Hiermee wordt geregeld dat wanneer meerdere erfgenamen zich op verschillende tijdstippen met een verzoek tot compensatie van dezelfde transitievergoeding tot UWV wenden, het UWV naar de eerste uitbetaling kan verwijzen.
4.2 Regeldruk
De analyse ten aanzien van de regeldruk is voorgelegd aan het Adviescollege Toetsing Regeldruk (ATR). Voor werknemers vloeit geen regeldruk voort uit deze regeling. Voor werkgevers wel; voor hen is sprake van administratieve lasten. Om compensatie aan te kunnen vragen, zal de werkgever bij het UWV een aantal documenten moeten aanleveren om aan te tonen dat hij aan de voorwaarden voor compensatie voldoet. De inschatting is dat er jaarlijks 1.650 aanvragen zullen worden ingediend. De verwachte administratieve tijdsinvestering per aanvraag zal ongeveer 1,5 uur zijn. Bij een compensatieaanvraag vanwege ziekte of gebreken van de werkgever zal een advies van de bedrijfsarts overgelegd moeten worden. De totale geschatte administratieve lasten voor werkgevers bedragen jaarlijks ongeveer € 175.000. De ATR kan zich vinden in de analyse en conclusie ten aanzien van de compensatiemogelijkheden bij pensionering en ziekte of gebreken van de werkgever.
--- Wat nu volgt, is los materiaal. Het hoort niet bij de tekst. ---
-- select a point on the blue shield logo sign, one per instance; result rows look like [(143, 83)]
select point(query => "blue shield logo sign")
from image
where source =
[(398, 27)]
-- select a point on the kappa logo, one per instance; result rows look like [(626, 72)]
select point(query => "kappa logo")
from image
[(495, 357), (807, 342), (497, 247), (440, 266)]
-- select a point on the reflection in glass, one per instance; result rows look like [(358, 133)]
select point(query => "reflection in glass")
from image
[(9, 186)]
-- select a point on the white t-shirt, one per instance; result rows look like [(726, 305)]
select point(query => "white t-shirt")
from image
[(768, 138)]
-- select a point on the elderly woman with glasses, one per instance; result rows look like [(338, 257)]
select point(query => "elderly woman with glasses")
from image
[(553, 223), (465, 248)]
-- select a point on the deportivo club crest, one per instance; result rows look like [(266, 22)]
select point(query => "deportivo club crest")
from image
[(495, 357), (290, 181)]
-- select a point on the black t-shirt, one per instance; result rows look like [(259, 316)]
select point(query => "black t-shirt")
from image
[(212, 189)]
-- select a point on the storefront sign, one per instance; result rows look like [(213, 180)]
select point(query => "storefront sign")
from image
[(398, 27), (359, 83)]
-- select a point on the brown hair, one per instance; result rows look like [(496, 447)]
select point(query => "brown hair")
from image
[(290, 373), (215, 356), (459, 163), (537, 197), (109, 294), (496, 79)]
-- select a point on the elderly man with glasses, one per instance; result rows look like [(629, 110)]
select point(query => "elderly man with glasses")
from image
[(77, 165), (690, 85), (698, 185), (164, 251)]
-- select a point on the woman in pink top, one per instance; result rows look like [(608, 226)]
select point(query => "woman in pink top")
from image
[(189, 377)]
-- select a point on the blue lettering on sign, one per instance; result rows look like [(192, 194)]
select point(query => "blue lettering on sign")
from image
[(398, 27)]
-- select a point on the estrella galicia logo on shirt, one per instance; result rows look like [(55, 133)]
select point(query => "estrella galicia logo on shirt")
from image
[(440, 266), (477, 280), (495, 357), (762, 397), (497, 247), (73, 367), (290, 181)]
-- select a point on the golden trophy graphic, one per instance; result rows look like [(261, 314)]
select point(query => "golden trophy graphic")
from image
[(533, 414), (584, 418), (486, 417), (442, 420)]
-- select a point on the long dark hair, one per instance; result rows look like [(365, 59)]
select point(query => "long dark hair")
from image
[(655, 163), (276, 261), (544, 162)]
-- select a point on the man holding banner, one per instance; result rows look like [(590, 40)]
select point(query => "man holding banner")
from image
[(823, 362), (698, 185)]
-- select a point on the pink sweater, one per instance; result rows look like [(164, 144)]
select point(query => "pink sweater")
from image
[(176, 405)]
De toename hiervan als gevolg van de toegevoegde compensatiemogelijkheid bij overlijden van de werkgever, is gelet op het relatief beperkte aantal te verwachten aanvragen, gering.
4.3 Internetconsultatie
Van 12 november 2018 tot 10 december 2018 is het onderhavige conceptbesluit opengesteld voor internetconsultatie. Er zijn 17 reacties binnengekomen op het besluit van individuele burgers, brancheverenigingen, werkgeversorganisaties en van de vakbonden.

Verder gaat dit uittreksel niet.